No. 5 – Tulane Green Wave
- Position: Shooting guard / small forward
- League: American Athletic Conference

Personal information
- Born: November 8, 2003 (age 22)
- Listed height: 6 ft 6 in (1.98 m)
- Listed weight: 165 lb (75 kg)

Career information
- High school: Christopher Columbus (Westchester, Florida); The Patrick School (Hillside, New Jersey); Sunrise Christian Academy (Bel Aire, Kansas);
- College: Ohio State (2023–2024); Seton Hall (2024–2025); Tulane (2025–present);

Career highlights
- Jordan Brand Classic (2023);

= Scotty Middleton =

American basketball player (born 2003)

Scotty Middleton (born November 8, 2003) is an American college basketball player for the Tulane Green Wave. He previously played for the Seton Hall Pirates and the Ohio State Buckeyes.

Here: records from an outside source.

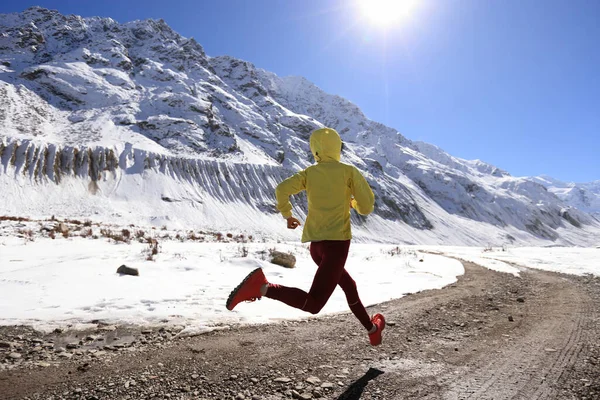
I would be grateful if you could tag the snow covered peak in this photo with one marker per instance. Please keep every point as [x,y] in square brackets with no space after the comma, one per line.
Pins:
[71,85]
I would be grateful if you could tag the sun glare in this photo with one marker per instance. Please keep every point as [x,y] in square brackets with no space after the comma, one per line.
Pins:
[386,13]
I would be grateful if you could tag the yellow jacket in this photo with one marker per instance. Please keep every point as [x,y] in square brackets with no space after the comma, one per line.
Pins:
[330,186]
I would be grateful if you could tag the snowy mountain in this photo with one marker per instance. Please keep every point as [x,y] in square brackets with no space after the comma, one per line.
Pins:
[583,196]
[135,123]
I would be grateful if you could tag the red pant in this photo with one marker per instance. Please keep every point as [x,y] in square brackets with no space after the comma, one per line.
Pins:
[330,256]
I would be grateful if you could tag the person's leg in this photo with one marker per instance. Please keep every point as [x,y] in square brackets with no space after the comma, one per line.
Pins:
[331,257]
[349,287]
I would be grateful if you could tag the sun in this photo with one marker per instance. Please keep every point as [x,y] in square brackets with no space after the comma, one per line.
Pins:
[386,13]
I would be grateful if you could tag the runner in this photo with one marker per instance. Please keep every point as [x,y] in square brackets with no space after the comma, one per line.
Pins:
[332,188]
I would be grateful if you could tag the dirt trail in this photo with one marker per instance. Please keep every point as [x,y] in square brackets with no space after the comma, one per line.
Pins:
[489,336]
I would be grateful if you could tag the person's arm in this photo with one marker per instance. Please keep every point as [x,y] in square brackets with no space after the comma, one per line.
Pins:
[292,185]
[364,200]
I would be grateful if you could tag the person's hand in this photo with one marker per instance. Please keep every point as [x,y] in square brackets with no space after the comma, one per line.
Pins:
[293,223]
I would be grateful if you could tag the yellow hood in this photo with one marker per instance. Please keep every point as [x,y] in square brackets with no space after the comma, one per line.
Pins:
[326,145]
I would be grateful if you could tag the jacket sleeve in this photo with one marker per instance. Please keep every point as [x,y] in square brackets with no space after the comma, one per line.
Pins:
[364,200]
[292,185]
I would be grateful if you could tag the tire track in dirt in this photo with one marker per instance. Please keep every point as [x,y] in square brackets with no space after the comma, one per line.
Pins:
[548,343]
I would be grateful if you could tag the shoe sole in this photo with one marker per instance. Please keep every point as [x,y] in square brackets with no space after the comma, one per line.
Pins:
[237,288]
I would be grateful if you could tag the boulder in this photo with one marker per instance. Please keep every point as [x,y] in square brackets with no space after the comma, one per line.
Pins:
[125,270]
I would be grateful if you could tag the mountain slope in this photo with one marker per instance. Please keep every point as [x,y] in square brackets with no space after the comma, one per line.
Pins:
[74,90]
[583,196]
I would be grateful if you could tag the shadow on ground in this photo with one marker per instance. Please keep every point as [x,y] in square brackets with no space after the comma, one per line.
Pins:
[355,390]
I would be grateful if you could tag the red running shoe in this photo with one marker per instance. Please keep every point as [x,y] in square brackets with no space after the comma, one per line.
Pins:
[375,337]
[248,290]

==Early life and high school career==
Middleton grew up in Miami, Florida and initially attended Christopher Columbus High School. He transferred to The Patrick School in Hillside, New Jersey after his freshman year. After one year at The Patrick School, Middleton transferred a second time to Sunrise Christian Academy in Bel Aire, Kansas. He averaged 7.8 points per game in National Interscholastic Basketball Conference (NIBC) games in his first season at Sunrise.

===Recruiting===
Middleton was rated a four-star recruit by major recruiting services. On August 7, 2022, he committed to playing college basketball for Ohio State over offers from Seton Hall, and UConn.

College recruiting
| Name | Hometown | School | Height | Weight | Commit date |
| Scotty Middleton SG / SF | Miami, FL | Sunrise Christian Academy (KS) | 6 ft 6 in (1.98 m) | 180 lb (82 kg) | Aug 7, 2022 |
Recruit ratings: Rivals: 247Sports: ESPN: (88)
Overall recruit ranking: Rivals: 55 247Sports: 60 ESPN: 35
Note: In many cases, Scout, Rivals, 247Sports, On3, and ESPN may conflict in their listings of height and weight.; In these cases, the average was taken. ESPN grades are on a 100-point scale.; Sources: "Ohio State 2023 Basketball Commitments". Rivals. Retrieved January 7, 2024.; "2023 Ohio State Buckeyes Recruiting Class". ESPN. Retrieved January 7, 2024.; "2023 Team Ranking". Rivals. Retrieved January 7, 2024.;

==College career==
Middleton enrolled at Ohio State University in June 2023 to take part in summer practices. He averaged 4.4 points and 1.4 rebounds per game in 30 games as a freshman. After the season, Middleton entered the NCAA transfer portal. On April 24, 2024, Middleton transferred to Seton Hall. He averaged 5.8 points and 2.3 rebounds per game. After the season Middleton transferred to Tulane.